In Vitro Generation of Heart Field-specific Cardiac Progenitor Cells

Abstract

Pluripotent stem cells offer great potential for understanding heart development and disease and for regenerative medicine. While recent advances in developmental cardiology have led to generating cardiac cells from pluripotent stem cells, it is unclear if the two cardiac fields - the first and second heart fields (FHF and SHF) - are induced in pluripotent stem cells systems. To address this, we generated a protocol for in vitro specification and isolation of heart field-specific cardiac progenitor cells. We used embryonic stem cells lines carrying Hcn4-GFP and Tbx1-Cre; Rosa-RFP reporters of the FHF and the SHF, respectively, and live cell immunostaining of the cell membrane protein Cxcr4, a SHF marker. With this approach, we generated progenitor cells which recapitulate the functional properties and transcriptome of their in vivo counterparts. Our protocol can be utilized to study early specification and segregation of the two heart fields and to generate chamber-specific cardiac cells for heart disease modelling. Since this is an in vitro organoid system, it may not provide precise anatomical information. However, this system overcomes the poor accessibility of gastrulation-stage embryos and can be upscaled for high-throughput screens.

Figure 1:. Schematic representation of in vitro specification of heart field-specific cardiac progenitor cells.

mESCs form spheroids within 48 h. Then exposure to Activin A and BMP4 for 40 h will lead to mesodermal induction. Cardiac progenitor cells develop approximately 36 h later. Progenitors of the second or first heart field can be sorted using fluorescent activated cell sorting. Second heart field cells are marked by Tbx1-RFP expression vs first heart field that are marked by Hcn4-GFP. Alternatively, Isl1-RFP marks CPCs and using live immunostaining against Cxcr4 one can sort Isl1+, Cxcr4+ vs Isl1+, Cxcr4- CPCs that represent second vs first heart field cells respectively.

Figure 2:. Representative image of cardiac spheroids after CPC specification.

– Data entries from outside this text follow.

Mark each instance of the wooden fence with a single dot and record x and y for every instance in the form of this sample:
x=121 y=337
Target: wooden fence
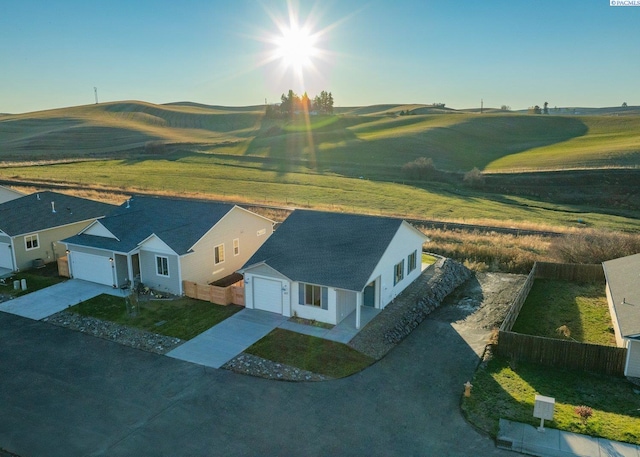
x=214 y=294
x=570 y=271
x=555 y=352
x=551 y=352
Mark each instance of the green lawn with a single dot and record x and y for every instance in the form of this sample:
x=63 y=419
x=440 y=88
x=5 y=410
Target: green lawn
x=502 y=392
x=36 y=279
x=581 y=307
x=310 y=353
x=182 y=318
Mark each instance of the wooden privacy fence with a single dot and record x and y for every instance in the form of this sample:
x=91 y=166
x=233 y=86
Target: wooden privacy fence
x=555 y=352
x=551 y=352
x=215 y=294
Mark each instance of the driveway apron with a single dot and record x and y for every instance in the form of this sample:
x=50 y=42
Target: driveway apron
x=222 y=342
x=53 y=299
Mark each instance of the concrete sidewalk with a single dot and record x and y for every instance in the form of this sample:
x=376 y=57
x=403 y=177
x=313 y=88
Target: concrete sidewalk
x=53 y=299
x=222 y=342
x=527 y=439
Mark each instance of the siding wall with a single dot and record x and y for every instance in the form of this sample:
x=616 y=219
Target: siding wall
x=46 y=249
x=238 y=223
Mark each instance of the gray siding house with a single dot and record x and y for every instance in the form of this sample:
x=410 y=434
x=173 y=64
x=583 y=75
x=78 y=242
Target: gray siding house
x=162 y=242
x=32 y=225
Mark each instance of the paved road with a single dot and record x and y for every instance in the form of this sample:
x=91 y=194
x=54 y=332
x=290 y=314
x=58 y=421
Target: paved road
x=63 y=393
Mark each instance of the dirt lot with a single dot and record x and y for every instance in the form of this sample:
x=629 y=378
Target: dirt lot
x=483 y=301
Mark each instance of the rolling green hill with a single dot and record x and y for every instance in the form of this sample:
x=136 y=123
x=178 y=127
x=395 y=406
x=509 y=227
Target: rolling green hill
x=351 y=161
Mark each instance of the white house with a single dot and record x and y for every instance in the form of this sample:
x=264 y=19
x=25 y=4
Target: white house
x=162 y=242
x=623 y=295
x=325 y=266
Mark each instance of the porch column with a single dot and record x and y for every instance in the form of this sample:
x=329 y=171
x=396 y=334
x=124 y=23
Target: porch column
x=359 y=302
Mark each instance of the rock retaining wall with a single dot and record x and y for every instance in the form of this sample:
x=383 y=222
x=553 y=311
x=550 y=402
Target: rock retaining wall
x=410 y=308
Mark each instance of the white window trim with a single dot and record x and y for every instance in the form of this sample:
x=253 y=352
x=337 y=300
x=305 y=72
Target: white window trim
x=168 y=275
x=31 y=237
x=214 y=254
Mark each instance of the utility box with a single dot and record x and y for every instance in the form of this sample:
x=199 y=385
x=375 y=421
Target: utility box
x=543 y=408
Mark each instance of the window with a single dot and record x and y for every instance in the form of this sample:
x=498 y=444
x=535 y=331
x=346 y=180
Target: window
x=398 y=272
x=312 y=295
x=218 y=254
x=31 y=242
x=412 y=261
x=162 y=265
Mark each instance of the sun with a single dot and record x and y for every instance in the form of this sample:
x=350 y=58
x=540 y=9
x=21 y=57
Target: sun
x=296 y=47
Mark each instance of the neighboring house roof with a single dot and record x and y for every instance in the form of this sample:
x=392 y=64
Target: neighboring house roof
x=623 y=278
x=329 y=249
x=33 y=213
x=178 y=223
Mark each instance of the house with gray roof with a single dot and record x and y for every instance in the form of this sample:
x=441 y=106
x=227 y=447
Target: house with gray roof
x=623 y=294
x=7 y=194
x=162 y=242
x=325 y=266
x=32 y=225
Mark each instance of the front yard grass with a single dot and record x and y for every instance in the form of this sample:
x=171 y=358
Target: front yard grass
x=502 y=392
x=36 y=279
x=579 y=310
x=310 y=353
x=182 y=318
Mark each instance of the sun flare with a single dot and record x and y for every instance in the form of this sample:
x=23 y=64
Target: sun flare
x=296 y=47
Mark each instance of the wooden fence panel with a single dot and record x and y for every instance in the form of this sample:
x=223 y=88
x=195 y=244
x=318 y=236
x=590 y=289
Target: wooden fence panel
x=570 y=271
x=562 y=353
x=214 y=294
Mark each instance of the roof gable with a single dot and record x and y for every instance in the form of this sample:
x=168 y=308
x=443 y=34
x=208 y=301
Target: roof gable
x=331 y=249
x=178 y=223
x=47 y=210
x=623 y=279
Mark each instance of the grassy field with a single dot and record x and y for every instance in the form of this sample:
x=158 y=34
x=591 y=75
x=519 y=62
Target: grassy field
x=500 y=391
x=567 y=310
x=182 y=318
x=351 y=162
x=310 y=353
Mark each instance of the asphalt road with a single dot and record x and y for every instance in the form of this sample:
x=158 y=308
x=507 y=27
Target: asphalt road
x=63 y=393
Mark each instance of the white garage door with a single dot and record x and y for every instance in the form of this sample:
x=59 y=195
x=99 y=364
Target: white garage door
x=92 y=268
x=5 y=256
x=267 y=295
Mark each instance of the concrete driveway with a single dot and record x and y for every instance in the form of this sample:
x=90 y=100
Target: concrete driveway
x=64 y=393
x=50 y=300
x=222 y=342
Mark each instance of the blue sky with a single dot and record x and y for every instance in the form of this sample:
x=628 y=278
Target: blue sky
x=513 y=52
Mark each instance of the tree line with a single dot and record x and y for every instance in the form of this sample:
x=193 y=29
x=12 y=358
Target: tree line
x=291 y=104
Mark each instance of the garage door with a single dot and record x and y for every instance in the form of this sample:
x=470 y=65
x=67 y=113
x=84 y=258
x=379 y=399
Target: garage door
x=267 y=295
x=92 y=268
x=5 y=256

RFP marks Tbx1+ and GFP marks Hcn4+ CPCs. The two cell populations are formed in close proximity in a complimentary pattern. Scale bars = 50 μm.

Figure 3:. Flow cytometric analysis of cardiac spheroids after exposure to different concentrations of Activin A and BMP4.

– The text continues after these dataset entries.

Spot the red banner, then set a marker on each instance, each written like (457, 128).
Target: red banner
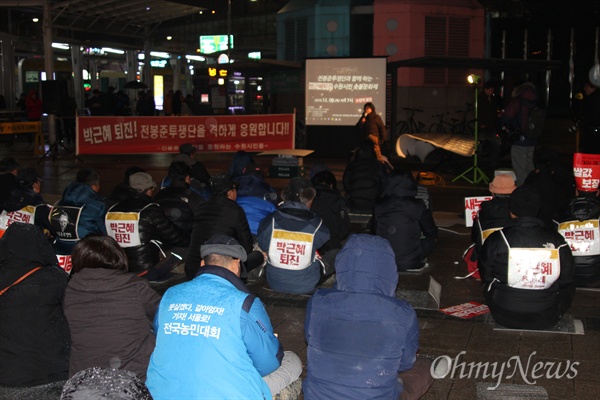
(586, 169)
(127, 135)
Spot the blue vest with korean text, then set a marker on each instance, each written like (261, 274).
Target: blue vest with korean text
(200, 352)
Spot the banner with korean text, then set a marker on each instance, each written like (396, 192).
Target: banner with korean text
(586, 169)
(129, 135)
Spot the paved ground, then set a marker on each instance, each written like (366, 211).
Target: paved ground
(441, 335)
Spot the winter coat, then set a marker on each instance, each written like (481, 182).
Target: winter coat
(363, 181)
(178, 201)
(359, 335)
(332, 208)
(110, 313)
(256, 209)
(225, 351)
(516, 114)
(292, 217)
(153, 226)
(219, 214)
(402, 219)
(583, 208)
(525, 308)
(21, 198)
(494, 213)
(34, 349)
(373, 125)
(91, 219)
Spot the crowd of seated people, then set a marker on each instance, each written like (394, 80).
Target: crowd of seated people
(117, 246)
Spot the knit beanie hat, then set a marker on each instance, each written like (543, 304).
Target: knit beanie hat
(525, 201)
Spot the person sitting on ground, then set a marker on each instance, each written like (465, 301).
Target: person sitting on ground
(110, 311)
(25, 204)
(178, 200)
(229, 350)
(9, 167)
(143, 230)
(526, 268)
(363, 179)
(331, 207)
(34, 349)
(291, 237)
(256, 197)
(493, 214)
(200, 177)
(576, 223)
(79, 212)
(121, 191)
(221, 214)
(362, 340)
(554, 182)
(405, 222)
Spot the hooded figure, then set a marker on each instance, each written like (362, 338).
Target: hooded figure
(405, 221)
(359, 335)
(34, 349)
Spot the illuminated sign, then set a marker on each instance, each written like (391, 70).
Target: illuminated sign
(158, 63)
(255, 55)
(214, 43)
(214, 72)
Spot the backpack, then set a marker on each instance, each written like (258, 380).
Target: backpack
(535, 123)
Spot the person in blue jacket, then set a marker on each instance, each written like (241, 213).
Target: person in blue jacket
(214, 339)
(359, 335)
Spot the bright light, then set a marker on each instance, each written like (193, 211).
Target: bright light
(473, 78)
(111, 50)
(160, 54)
(195, 58)
(61, 46)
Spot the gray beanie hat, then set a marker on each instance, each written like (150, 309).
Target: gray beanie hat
(223, 245)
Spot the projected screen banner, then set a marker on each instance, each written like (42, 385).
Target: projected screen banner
(128, 135)
(338, 88)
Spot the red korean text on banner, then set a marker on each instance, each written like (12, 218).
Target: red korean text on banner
(145, 135)
(586, 169)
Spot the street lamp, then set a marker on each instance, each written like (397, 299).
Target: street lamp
(478, 174)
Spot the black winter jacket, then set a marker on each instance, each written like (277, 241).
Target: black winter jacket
(35, 340)
(178, 202)
(525, 308)
(494, 213)
(582, 208)
(153, 225)
(222, 215)
(363, 180)
(331, 207)
(401, 218)
(20, 198)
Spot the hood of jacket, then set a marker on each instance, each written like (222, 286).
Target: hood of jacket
(400, 185)
(25, 246)
(78, 194)
(367, 264)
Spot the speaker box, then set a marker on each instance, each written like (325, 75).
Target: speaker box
(52, 92)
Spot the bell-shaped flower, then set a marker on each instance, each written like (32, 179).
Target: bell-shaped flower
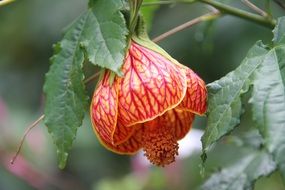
(150, 107)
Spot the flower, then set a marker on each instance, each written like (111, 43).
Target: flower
(151, 107)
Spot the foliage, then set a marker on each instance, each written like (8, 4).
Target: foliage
(263, 69)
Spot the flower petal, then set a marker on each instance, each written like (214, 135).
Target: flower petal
(104, 108)
(195, 99)
(130, 146)
(151, 85)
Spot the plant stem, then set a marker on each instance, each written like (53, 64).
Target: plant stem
(167, 2)
(206, 17)
(5, 2)
(255, 8)
(264, 21)
(35, 123)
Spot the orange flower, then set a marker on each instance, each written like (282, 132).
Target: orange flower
(151, 107)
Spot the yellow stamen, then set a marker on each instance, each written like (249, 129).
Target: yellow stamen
(159, 144)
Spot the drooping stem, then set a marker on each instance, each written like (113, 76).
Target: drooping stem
(134, 11)
(206, 17)
(24, 137)
(167, 2)
(226, 9)
(5, 2)
(35, 123)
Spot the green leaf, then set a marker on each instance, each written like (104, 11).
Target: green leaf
(148, 12)
(100, 33)
(105, 34)
(224, 97)
(243, 174)
(279, 35)
(268, 103)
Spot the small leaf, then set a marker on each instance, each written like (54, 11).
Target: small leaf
(243, 174)
(224, 100)
(278, 32)
(268, 103)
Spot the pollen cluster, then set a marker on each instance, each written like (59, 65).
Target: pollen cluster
(159, 144)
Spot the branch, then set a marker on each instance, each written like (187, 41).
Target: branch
(35, 123)
(255, 8)
(206, 17)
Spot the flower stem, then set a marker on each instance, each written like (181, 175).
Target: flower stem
(225, 9)
(255, 8)
(35, 123)
(24, 137)
(5, 2)
(206, 17)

Adjusting the concentrations of the two morphogens leads to different percentages of Tbx1+ and Hcn4+ CPCs. The two populations were mainly affected by adjusting BMP4 concentration.

Figure 4:. Flow cytometric analysis of cardiac progenitor cells expressing Isl1 and are immunostained for Cxcr4.

Cardiac progenitors were first gated based on their Isl1 expression and then Isl1+, Cxcr4+ vs Isl1+, Cxcr4- cells were sorted.

Figure 5:. Flow cytometric analysis of cells derived from heart field-specific CPCs stained for cardiac Troponin T.

(A) Consistent with the higher myogenic potential of FHF cells, a high percentage of Hcn4-GFP+ cells differentiate to myocytes. (B) Analysis of all mESC-derived cardiomyocytes, where the vast majority are Hcn4-GFP+. (C) Cxcr4- CPCs differentiate to a higher percentage of cardiomyocytes.

Figure 6:. Representative cytometric analyses of failed/low efficiency in vitro differentiations.

(A) Flow cytometry analysis after 132 h of differentiation showing no formation of Hcn4-GFP cells and a very low percentage of Tbx1-RFP+ cells. (B) Low differentiation efficiency of mESCs expressing very low levels of Isl1.